Wellcome Trust Sanger Institute, Wellcome Trust Genome Campus, Hinxton, CB10 1SA. UK.
Database (Oxford). 2012 Mar 20;2012:bas003. doi: 10.1093/database/bas003. Print 2012.
As the deluge of genomic DNA sequence grows the fraction of protein sequences that have been manually curated falls. In turn, as the number of laboratories with the ability to sequence genomes in a high-throughput manner grows, the informatics capability of those labs to accurately identify and annotate all genes within a genome may often be lacking. These issues have led to fears about transitive annotation errors making sequence databases less reliable. During the lifetime of the Pfam protein families database a number of protein families have been built, which were later identified as composed solely of spurious open reading frames (ORFs) either on the opposite strand or in a different, overlapping reading frame with respect to the true protein-coding or non-coding RNA gene. These families were deleted and are no longer available in Pfam. However, we realized that these may perform a useful function to identify new spurious ORFs. We have collected these families together in AntiFam along with additional custom-made families of spurious ORFs. This resource currently contains 23 families that identified 1310 spurious proteins in UniProtKB and a further 4119 spurious proteins in a collection of metagenomic sequences. UniProt has adopted AntiFam as a part of the UniProtKB quality control process and will investigate these spurious proteins for exclusion.

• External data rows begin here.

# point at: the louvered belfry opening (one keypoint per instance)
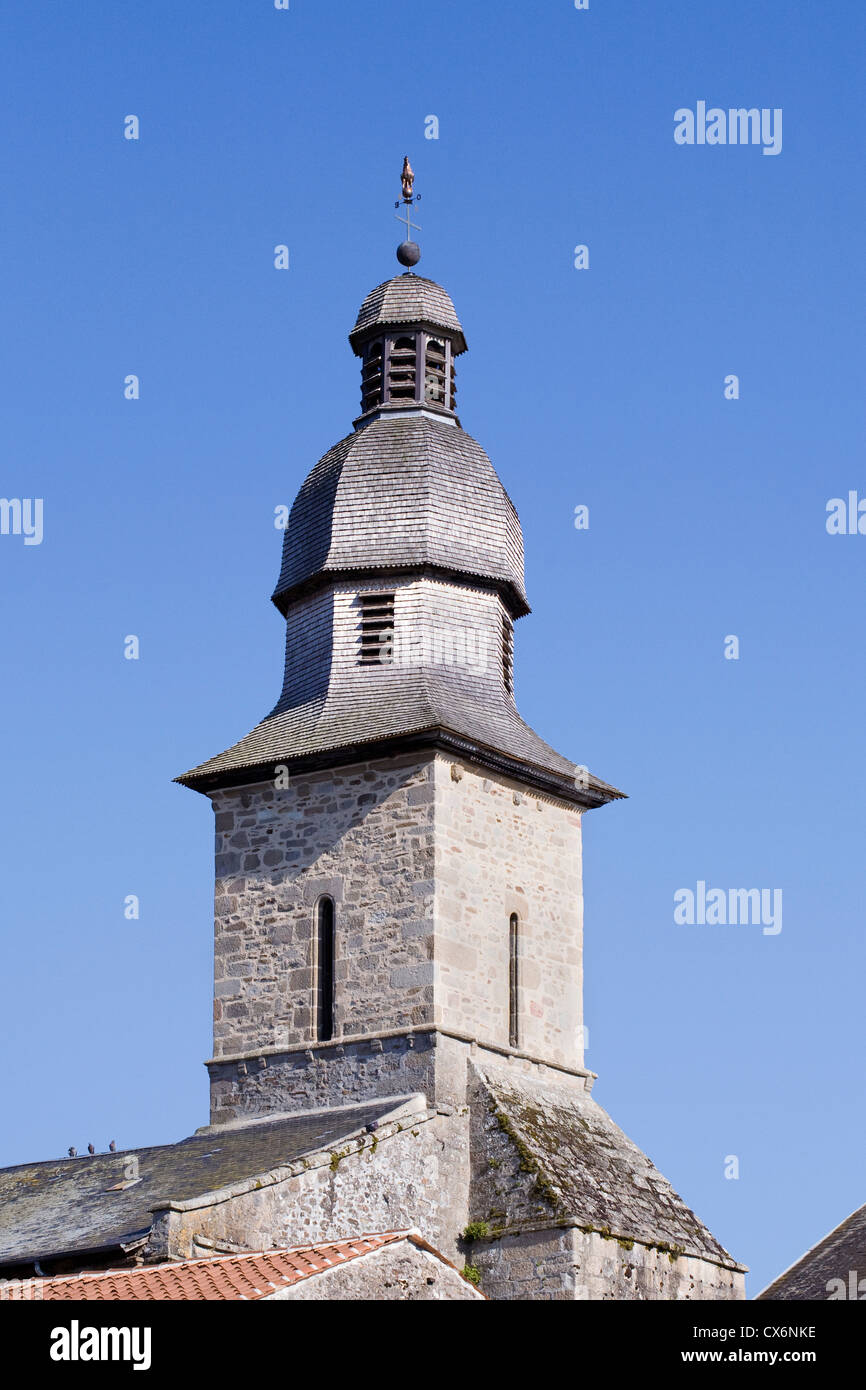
(376, 630)
(371, 377)
(435, 367)
(508, 653)
(402, 369)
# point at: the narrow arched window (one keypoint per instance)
(513, 979)
(324, 969)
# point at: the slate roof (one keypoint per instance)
(399, 494)
(376, 705)
(216, 1279)
(837, 1255)
(74, 1205)
(407, 299)
(592, 1172)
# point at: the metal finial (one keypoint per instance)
(409, 252)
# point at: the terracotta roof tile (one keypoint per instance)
(221, 1278)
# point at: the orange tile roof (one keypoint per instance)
(246, 1276)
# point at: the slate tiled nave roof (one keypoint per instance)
(81, 1204)
(840, 1255)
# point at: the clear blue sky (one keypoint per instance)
(601, 387)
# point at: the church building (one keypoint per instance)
(398, 915)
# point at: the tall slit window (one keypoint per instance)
(324, 969)
(376, 630)
(513, 980)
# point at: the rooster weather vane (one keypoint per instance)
(409, 252)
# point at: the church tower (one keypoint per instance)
(398, 856)
(398, 852)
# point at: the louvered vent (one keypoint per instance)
(371, 377)
(434, 371)
(402, 370)
(376, 630)
(508, 653)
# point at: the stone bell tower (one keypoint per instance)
(398, 852)
(399, 900)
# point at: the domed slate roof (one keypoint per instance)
(403, 492)
(407, 299)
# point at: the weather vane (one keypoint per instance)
(409, 252)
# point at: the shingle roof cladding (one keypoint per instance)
(407, 299)
(413, 702)
(67, 1204)
(403, 492)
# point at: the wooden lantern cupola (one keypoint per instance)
(407, 338)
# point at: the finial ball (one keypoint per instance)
(409, 253)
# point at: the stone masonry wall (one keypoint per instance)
(584, 1265)
(502, 849)
(364, 836)
(401, 1271)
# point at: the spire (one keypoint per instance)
(409, 252)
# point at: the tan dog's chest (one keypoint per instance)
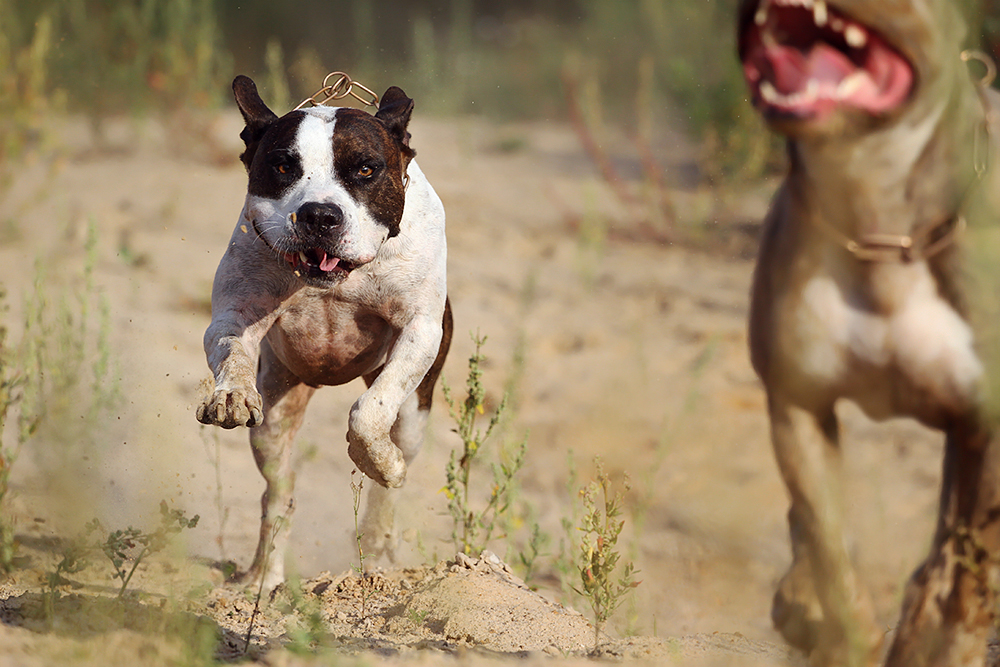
(890, 342)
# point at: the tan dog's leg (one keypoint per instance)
(285, 400)
(378, 535)
(950, 602)
(808, 454)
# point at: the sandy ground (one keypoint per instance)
(612, 343)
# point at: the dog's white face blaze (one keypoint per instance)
(360, 235)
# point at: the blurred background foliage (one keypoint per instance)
(639, 62)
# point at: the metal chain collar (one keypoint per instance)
(338, 90)
(928, 240)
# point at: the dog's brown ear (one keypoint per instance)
(394, 110)
(255, 113)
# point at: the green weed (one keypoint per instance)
(120, 545)
(473, 529)
(309, 630)
(598, 553)
(366, 590)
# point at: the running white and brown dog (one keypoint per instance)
(860, 294)
(335, 271)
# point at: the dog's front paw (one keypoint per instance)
(230, 408)
(378, 458)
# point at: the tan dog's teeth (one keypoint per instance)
(770, 93)
(855, 36)
(760, 18)
(820, 13)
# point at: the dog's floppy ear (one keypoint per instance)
(394, 110)
(255, 113)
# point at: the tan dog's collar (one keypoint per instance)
(928, 240)
(924, 243)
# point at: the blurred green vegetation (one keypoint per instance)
(644, 61)
(505, 60)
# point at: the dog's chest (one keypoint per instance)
(892, 355)
(325, 341)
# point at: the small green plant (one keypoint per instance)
(418, 616)
(13, 378)
(117, 546)
(74, 559)
(366, 591)
(528, 557)
(120, 544)
(472, 529)
(307, 633)
(598, 554)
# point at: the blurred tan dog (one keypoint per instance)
(857, 296)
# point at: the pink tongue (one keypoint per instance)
(327, 263)
(792, 69)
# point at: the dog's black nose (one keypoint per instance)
(320, 217)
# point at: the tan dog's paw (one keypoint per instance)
(230, 408)
(378, 458)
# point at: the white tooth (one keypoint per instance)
(760, 18)
(819, 13)
(770, 93)
(855, 36)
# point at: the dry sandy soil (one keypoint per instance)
(613, 343)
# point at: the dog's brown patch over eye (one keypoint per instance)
(369, 162)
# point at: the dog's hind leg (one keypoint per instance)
(820, 605)
(378, 535)
(285, 399)
(950, 604)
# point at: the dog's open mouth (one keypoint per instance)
(316, 263)
(804, 58)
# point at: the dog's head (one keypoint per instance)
(326, 185)
(848, 66)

随着基因组 DNA 序列的大量涌现,经过人工整理的蛋白质序列所占的比例下降了。反过来,随着越来越多的实验室具备高通量测序的能力,这些实验室在准确识别和注释基因组内所有基因方面的信息能力可能常常不足。这些问题导致人们担心传递性注释错误会使序列数据库变得不可靠。在 Pfam 蛋白质家族数据库的生命周期中,已经构建了许多蛋白质家族,后来发现它们仅由虚假的开放阅读框 (ORF) 组成,这些 ORF 要么位于相反的链上,要么相对于真正的蛋白质编码或非编码 RNA 基因以不同的重叠阅读框存在。这些家族已被删除,不再可用于 Pfam。然而,我们意识到这些家族可能具有识别新的虚假 ORF 的有用功能。我们已经将这些家族与其他定制的虚假 ORF 家族一起收集在 AntiFam 中。该资源目前包含 23 个家族,在 UniProtKB 中鉴定出了 1310 个虚假蛋白质,在一组宏基因组序列中鉴定出了另外 4119 个虚假蛋白质。UniProt 已将 AntiFam 作为 UniProtKB 质量控制过程的一部分,并将对这些虚假蛋白质进行排除调查。